This is the time of year when newspapers, ostensibly in the public interest and mostly because of the vast, yawning black-hole news void that is part of the season, start publishing top stories of the year.

A long time ago, I began putting together an all-purpose list of generic stories that can either be updated with specific facts, or, since nobody reads them anyhow, left alone and still meet the primary requirement of filling space so the advertisements don't slam together in the middle of the page.

Hence:

1. Growth: Too many people moved into too small an area too fast but brought too much money for anyone to tell them to go away. They brought not quite enough money, however, to pay for the necessary schools, roads or sewage treatment plants, but area leaders came up with the plan of making a really huge rug under which most of those problems can be swept until they retire and somebody else seeking public office has to deal with the problem.

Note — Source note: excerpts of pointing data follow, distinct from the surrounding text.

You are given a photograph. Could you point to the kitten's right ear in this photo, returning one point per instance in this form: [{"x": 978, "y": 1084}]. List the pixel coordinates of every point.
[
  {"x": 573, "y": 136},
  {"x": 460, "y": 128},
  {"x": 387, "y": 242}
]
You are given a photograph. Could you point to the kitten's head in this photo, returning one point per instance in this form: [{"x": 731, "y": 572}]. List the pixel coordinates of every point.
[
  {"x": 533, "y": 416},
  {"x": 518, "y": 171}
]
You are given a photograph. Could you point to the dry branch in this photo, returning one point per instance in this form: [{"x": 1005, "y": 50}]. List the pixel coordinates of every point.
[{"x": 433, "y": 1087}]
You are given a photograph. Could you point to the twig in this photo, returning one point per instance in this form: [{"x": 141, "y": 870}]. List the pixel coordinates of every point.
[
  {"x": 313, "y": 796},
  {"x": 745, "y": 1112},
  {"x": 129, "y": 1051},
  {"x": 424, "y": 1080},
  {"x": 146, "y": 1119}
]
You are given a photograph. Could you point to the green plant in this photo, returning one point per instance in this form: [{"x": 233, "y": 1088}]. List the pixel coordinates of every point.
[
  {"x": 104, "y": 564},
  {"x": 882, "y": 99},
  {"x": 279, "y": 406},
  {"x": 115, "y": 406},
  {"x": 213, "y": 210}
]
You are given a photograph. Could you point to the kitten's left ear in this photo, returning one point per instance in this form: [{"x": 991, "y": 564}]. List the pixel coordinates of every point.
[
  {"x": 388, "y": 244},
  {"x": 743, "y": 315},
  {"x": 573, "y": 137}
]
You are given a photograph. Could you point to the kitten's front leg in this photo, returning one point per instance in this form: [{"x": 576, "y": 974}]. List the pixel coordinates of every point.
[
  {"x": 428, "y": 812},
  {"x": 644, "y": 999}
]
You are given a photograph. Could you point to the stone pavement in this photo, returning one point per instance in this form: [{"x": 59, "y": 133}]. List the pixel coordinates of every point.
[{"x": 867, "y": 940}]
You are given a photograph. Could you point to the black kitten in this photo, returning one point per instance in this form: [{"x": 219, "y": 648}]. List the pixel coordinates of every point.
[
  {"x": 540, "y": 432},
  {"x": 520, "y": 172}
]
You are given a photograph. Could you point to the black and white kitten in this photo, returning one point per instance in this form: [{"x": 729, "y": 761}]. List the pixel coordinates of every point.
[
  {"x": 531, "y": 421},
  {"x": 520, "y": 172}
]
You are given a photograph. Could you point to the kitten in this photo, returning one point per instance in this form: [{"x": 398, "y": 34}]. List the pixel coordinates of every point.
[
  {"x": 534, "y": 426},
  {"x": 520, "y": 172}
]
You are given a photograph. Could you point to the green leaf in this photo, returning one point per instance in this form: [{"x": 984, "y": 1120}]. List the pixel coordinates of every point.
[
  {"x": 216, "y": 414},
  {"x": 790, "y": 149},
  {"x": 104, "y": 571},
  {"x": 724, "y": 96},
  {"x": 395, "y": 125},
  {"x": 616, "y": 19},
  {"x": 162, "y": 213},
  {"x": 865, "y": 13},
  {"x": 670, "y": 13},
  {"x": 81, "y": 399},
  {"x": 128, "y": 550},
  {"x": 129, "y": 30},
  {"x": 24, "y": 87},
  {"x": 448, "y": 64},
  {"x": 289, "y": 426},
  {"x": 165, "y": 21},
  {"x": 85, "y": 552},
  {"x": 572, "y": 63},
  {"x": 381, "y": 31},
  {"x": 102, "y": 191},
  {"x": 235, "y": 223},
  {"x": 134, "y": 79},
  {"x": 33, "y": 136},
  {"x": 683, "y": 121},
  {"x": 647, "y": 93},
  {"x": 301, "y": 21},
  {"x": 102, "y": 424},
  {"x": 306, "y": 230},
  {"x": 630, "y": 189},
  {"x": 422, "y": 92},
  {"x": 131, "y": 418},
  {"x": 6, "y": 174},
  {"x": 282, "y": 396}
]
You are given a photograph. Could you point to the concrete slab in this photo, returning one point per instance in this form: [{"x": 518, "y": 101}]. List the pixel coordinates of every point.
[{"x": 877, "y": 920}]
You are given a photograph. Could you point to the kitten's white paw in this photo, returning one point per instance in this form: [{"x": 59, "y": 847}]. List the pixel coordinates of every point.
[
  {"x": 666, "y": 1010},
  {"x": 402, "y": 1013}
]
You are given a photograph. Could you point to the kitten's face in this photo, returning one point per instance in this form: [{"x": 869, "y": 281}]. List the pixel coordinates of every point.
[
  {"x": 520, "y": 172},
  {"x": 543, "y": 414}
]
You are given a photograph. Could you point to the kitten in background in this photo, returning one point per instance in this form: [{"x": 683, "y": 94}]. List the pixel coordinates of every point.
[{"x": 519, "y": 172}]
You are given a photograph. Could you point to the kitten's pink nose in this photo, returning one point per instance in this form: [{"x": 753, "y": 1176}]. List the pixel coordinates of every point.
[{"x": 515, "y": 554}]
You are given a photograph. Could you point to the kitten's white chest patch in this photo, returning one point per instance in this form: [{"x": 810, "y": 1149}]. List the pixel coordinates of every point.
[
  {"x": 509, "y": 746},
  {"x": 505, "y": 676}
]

2. Water: There wasn't enough, except on occasions when it rained, and there was too much because there also hasn't been enough money to spend on flood control or convincing people that building in swamps is unwise. There are various theories as to why there isn't enough. Not enough rain, too much pumping, interference by aliens from a desert planet who can take over only after the last drop is gone, but everyone agrees there isn't enough. The standard solution agreed on is to build more houses to sell to more people who will need more of what we already do not have enough of.

3. Education: Teachers remained underpaid, and classes were too crowded. Some folks (who apparently never took an algebra exam) assumed prayer has been banned from school and were upset about that, the teaching of evolution, the teaching of sex education and the fact that Snow White shared a small cottage with seven dwarves and wasn't married to any of them. A heartening number of bright kids somehow survived their exposure to public education and got scholarships to good colleges. Some of the rest wound up holding up stop/go signs at road projects aimed at making sure we have wider traffic jams.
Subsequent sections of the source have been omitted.